The field of off-line optical character recognition (OCR) has been a topic of intensive research for many years (Bozinovic, 1989; Bunke, 2003; Plamondon, 2000; Toselli, 2004). One of the first steps in the classical architecture of a text recognizer is preprocessing, where noise reduction and normalization take place. Many systems do not require a binarization step, so the images are maintained in gray-level quality. Document enhancement not only influences the overall performance of OCR systems, but it can also significantly improve document readability for human readers. In many cases, the noise of document images is heterogeneous, and a technique fitted for one type of noise may not be valid for the overall set of documents. One possible solution to this problem is to use several filters or techniques and to provide a classifier to select the appropriate one. Neural networks have been used for document enhancement (see (Egmont-Petersen, 2002) for a review of image processing with neural networks).
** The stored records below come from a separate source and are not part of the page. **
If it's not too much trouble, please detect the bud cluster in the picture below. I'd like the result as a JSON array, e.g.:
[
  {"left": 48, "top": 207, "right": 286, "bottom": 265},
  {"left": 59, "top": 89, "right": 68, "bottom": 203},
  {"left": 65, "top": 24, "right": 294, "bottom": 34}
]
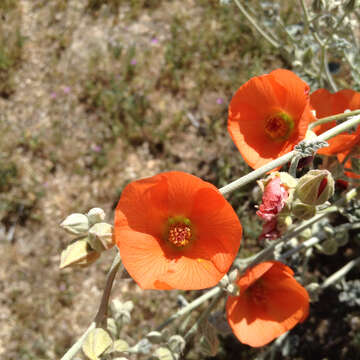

One advantage of neural network filters for image enhancement and denoising is that a different neural filter can be automatically trained for each type of noise. This work proposes the clustering of neural network filters to avoid having to label training data and to reduce the number of filters needed by the enhancement system. An agglomerative hierarchical clustering algorithm of supervised classifiers is proposed to do this. The technique has been applied to filter out the background noise from an office (coffee stains and footprints on documents, folded sheets with degraded printed text, etc.).
Multilayer Perceptrons (MLPs) have been used in previous works for image restoration: the input to the MLP is the pixels in a moving window, and the output is the restored value of the current pixel (Egmont-Petersen, 2000; Hidalgo, 2005; Stubberud, 1995; Suzuki, 2003). We have also used neural network filters to estimate the gray level of one pixel at a time (Hidalgo, 2005): the input to the MLP consisted of a square of pixels that was centered at the pixel to be cleaned, and there were four output units to gain resolution (see Figure 1). Given a set of noisy images and their corresponding clean counterparts, a neural network was trained. With the trained network, the entire image was cleaned by scanning all the pixels with the MLP. The MLP, therefore, functions like a nonlinear convolution kernel. The universal approximation property of a MLP guarantees the capability of the neural network to approximate any continuous mapping (Bishop, 1996).
An example of document enhancement with an artificial neural network. A cleaned image (right) is obtained by scanning the entire noisy image (left) with the neural network.